Jang et al. [23] also encountered the issue of sampling strata misclassification based on race/ethnicity under complex survey design. The National Survey of Recent College Graduates conducted a survey to collect various information on recent graduates from bachelor’s or master’s degree programs in the United States. They employed a two-stage sample design in which schools were sampled in the first stage and students were sampled using a stratified sampling scheme within the sampled schools in the second stage. The stratification variables in the second stage were provided by the school and included degree cohort, degree level, field of major, race/ethnicity, and gender of the students. In the survey, the respondents provided their own race/ethnicity and some discrepancy was observed between the school-provided and self-reported race/ethnicity. In the analysis to estimate the number of graduates in each domain specified by the stratification variables in the second stage, the authors found that the effective sample sizes for Asian domains were less than anticipated in the design. As a consequence, they overestimated the graduation rates among Asians.

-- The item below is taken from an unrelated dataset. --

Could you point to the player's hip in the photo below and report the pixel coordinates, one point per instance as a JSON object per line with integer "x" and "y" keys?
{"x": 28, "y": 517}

We acknowledge several limitations in our paper. First, we did not investigate the potential impact of differential non-response. The CERC survey had a low response rate (16%) and whether or not the patient responded may had been associated with their feeling of trust in the healthcare system, the main outcome of interest, and potentially resulting in biased estimates by race/ethnicity. Second, aside from the design-agnostic method, we only considered two analytical methods of survey data. Other approaches include raking [24, p. 139] and incorporating propensity score methods when the goal is to estimate effects of a certain exposure or treatment from complex survey samples [2527]. The two methods investigated in this paper (design-based and model-based analyses) are the most commonly used analytical methods for complex survey and we believe that focusing on these two methods was a reasonable starting point to explore the effect of strata misclassification under the disproportionate stratified sampling scheme.

Conclusion

In this paper, we investigated the consequences of sampling strata misclassification on the analysis of complex survey study, especially if the interest lies in making meaning inference about less prevalent subgroups. We found that the preferred method of analysis depends on the type of misclassification. If the sampling variable is non-differentially misclassified on the outcome of interest, then the design-agnositic method is preferable. All three methods that we examined produce valid estimates. However, the design-agnostic method produces the most precise ones. On the other hand, if the sampling variable is differentially misclassified, then the design-based method is preferable. Only the design-based method produces valid estimates in this case. Therefore, we recommend the readers to examine the type of misclassification before choosing the method of analysis. If the type of misclassification is unclear, then we recommend using the design-based method in order to obtain unbiased estimates even at the cost of slight inefficiency.